Hilos de plata reflejados en su piel
como briznas de hierba erizadas por la brisa.
Yaces
disperso entre almohadones y sábanas de flores estampadas. Se pierden tus ojos
siguiendo las líneas del techo y se disipan tus ideas entre anhelos y
recuerdos. Ahí es cuando, casi vencido por el sueño, giras la cabeza a un lado y un
oculto magnetismo te atrae hacia parajes más cálidos. Tienes ante ti una
llanura de suaves y electrizantes curvas que tus manos nunca se cansarán de
acariciar, como un valle de maravillas que ennoblece el silencio de la
habitación. Espalda de mujer, perfecta figura.
Como por corrientes marinas a kilómetros de profundidad, entre labios y manos inquietas te
perdiste sin pararte a contemplar. Ahora los tenues grises que atraviesan la
ventana bailan de la mano de tus dedos, que resbalan por colinas desnudas de
belleza infinita, praderas tupidas de apariencia tranquila y descansada emoción.

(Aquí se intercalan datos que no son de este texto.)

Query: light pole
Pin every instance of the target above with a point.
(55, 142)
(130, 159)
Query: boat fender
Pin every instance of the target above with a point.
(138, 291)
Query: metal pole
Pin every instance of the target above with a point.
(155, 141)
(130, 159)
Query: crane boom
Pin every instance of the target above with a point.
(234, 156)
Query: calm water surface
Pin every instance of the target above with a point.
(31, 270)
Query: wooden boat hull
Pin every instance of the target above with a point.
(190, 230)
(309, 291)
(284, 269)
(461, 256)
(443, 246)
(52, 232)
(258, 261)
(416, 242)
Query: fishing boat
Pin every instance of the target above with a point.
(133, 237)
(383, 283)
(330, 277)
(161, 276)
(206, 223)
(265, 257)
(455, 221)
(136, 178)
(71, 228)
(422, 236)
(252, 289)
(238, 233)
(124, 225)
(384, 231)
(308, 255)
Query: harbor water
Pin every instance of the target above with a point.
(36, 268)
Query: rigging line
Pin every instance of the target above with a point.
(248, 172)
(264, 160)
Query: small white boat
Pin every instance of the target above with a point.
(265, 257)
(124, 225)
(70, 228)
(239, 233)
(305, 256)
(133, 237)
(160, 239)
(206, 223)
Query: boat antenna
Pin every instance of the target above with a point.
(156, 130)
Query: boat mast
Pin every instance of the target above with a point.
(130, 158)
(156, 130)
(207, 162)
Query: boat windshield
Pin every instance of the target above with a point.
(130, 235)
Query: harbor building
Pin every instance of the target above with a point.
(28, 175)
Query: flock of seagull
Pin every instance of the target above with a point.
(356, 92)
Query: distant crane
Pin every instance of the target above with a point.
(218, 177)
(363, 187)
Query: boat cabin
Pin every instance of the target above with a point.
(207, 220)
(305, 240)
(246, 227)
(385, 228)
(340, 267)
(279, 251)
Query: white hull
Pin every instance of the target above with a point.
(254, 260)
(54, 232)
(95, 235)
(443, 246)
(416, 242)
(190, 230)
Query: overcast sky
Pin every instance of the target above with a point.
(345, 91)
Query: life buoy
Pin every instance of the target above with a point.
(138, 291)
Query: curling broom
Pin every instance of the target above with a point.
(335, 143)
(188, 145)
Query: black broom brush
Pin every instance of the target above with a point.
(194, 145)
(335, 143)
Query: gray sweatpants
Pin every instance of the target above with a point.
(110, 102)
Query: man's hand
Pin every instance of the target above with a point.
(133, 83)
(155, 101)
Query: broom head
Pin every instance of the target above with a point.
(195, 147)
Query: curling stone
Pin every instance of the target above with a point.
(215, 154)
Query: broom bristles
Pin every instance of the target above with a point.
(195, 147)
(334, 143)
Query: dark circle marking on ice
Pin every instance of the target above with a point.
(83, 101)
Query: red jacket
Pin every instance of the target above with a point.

No hay otros caminos que quisieras recorrer, no hay mejores paisajes.
Yo
me quedé prendado de una espalda, atado a sus surcos y a su tacto de seda,
encadenado a un recuerdo que no se va, a un olor que no se irá, a un color de
dorado atardecer, de rojizos destellos sobre labios de carmín. Me quedé cegado
como aquel que miró al sol fijamente, y obcecado, no quiso dejar de mirar.